TeleramaJ’ai très exceptionnellement acheté Télérama qui aime en général ce que je n’aime pas, et réciproquement. Il y avait un article sur l’émission A vous de voir dans laquelle je parle de mes engagements féministes et LGBT et de déficience visuelle. Avant de faire circuler le magazine, je l’ai feuilleté et suis tombée sur un article très intéressant sur la laïcité, lala. J’en ai notamment retenu cette analyse de « l’historien et sociologue Jean Baubérot », que je ne connais pas.

« La confusion ambiante vient du fait que deux laïcités se sont superposées dans notre pays : « La première fonctionne de façon immergée, silencieuse : il s’agit de toute la jurisprudence issue de la loi de 1905, qui permet à chacun d’exercer sa religion dans le calme et la sérénité.

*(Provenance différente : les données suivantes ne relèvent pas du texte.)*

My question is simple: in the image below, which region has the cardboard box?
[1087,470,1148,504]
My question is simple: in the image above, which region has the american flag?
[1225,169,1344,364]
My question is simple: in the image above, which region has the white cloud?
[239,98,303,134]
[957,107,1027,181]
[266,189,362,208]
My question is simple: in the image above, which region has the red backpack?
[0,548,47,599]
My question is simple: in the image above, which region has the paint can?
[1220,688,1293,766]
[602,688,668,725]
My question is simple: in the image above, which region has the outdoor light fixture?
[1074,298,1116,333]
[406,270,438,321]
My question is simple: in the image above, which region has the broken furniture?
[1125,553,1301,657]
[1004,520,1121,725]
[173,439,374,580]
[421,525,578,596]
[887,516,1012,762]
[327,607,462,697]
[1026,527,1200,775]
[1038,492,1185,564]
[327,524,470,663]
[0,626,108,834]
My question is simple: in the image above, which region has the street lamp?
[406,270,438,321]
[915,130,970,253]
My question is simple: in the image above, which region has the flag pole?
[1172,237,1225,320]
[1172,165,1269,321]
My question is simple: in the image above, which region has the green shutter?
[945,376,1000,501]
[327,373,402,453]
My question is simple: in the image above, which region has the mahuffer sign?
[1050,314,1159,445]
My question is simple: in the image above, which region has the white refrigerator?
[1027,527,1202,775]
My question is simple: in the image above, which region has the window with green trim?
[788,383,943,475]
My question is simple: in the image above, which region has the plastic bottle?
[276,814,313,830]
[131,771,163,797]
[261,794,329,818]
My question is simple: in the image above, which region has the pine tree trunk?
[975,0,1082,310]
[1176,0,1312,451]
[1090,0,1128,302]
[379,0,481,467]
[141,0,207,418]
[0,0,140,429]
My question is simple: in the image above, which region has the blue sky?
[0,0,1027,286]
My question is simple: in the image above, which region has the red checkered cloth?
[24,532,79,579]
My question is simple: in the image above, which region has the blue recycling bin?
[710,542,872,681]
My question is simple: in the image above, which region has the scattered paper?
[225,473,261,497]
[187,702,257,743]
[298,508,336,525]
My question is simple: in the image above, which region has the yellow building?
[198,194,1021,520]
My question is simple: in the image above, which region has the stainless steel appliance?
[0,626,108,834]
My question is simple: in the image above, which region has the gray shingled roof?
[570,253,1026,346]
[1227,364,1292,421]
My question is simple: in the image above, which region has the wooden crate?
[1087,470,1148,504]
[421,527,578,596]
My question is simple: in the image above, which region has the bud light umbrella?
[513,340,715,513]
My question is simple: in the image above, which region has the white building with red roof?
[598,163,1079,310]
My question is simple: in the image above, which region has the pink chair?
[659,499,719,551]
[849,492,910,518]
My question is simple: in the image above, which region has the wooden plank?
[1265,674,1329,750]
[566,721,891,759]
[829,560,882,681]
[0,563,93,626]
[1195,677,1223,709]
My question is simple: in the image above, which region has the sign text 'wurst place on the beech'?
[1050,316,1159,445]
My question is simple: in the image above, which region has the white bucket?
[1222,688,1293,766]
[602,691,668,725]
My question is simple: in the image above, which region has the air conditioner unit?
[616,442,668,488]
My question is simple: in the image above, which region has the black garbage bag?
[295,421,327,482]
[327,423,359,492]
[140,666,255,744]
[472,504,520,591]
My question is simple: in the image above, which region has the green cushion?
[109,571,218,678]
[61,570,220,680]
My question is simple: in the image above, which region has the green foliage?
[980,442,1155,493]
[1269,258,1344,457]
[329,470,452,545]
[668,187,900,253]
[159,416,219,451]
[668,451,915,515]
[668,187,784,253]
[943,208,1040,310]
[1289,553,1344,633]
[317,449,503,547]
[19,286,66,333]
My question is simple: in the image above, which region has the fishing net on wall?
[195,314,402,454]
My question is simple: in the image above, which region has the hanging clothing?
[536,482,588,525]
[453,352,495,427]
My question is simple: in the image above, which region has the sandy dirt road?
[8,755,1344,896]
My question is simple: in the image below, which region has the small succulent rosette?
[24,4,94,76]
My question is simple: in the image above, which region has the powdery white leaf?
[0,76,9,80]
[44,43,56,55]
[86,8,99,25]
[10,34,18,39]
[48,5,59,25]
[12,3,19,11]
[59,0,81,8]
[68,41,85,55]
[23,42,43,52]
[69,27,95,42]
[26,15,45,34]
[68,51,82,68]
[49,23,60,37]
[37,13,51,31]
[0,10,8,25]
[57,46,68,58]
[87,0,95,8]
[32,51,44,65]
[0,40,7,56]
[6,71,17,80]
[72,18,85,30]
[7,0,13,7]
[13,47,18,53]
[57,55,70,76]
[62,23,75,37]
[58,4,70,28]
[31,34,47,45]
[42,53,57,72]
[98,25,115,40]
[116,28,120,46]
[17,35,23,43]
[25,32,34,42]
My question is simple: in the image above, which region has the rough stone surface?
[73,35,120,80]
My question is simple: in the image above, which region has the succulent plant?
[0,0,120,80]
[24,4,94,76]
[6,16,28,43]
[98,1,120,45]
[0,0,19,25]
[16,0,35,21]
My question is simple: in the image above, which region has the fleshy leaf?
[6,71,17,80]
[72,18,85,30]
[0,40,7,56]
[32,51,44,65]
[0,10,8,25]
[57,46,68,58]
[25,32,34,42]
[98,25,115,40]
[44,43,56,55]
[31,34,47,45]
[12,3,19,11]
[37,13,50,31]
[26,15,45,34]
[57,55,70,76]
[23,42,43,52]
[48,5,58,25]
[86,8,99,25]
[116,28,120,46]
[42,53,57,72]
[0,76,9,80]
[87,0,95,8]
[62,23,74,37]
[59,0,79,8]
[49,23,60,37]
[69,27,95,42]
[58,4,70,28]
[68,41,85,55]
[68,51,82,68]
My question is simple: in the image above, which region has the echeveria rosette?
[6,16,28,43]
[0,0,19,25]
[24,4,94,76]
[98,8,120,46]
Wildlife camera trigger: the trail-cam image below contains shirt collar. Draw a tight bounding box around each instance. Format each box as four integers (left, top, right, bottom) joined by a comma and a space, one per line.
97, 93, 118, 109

La deuxième, émergée, bruyante, fait débat : il s’agit d’une nouvelle laïcité, très différente de celle de 1905. Alors que la loi de séparation assurait la neutralité de la seule puissance publique, celle-ci cherche à étendre la neutralité à la société tout entière. »

Moi qui ai toujours été très mal à l’aise sur la question du voile et du port de tout signe religieux « ostentatoire » dans l’espace public (les croix très voyantes et autres kippas m’ont gênée bien avant l’apparition des voiles musulmans), je me suis retrouvée un peu perplexe. Je n’ai ainsi jamais tranché la question du port du voile, laissant au législateur sa responsabilité, considérant que mon malaise manquait peut-être de fondements politiques pour qu’il se transformât en combat.
Ne trouvé-je pas dans cet article l’argument qui me manquait pour accepter que porter un « signe religieux » dans l’espace public ne fût pas contraire à la laïcité si tant est que ce port ne fût pas assimilable à du prosélytisme ? Si tant est que… Là est tout le problème, ce me semble. Autrement dit, les trois jeunes femmes tout de noir vêtues qui habitent au quatrième vivent-elles leur religion ou font-elles (délibérément ou non) du prosélytisme ? Je ne sais pas. À l’occasion, je le leur demanderai.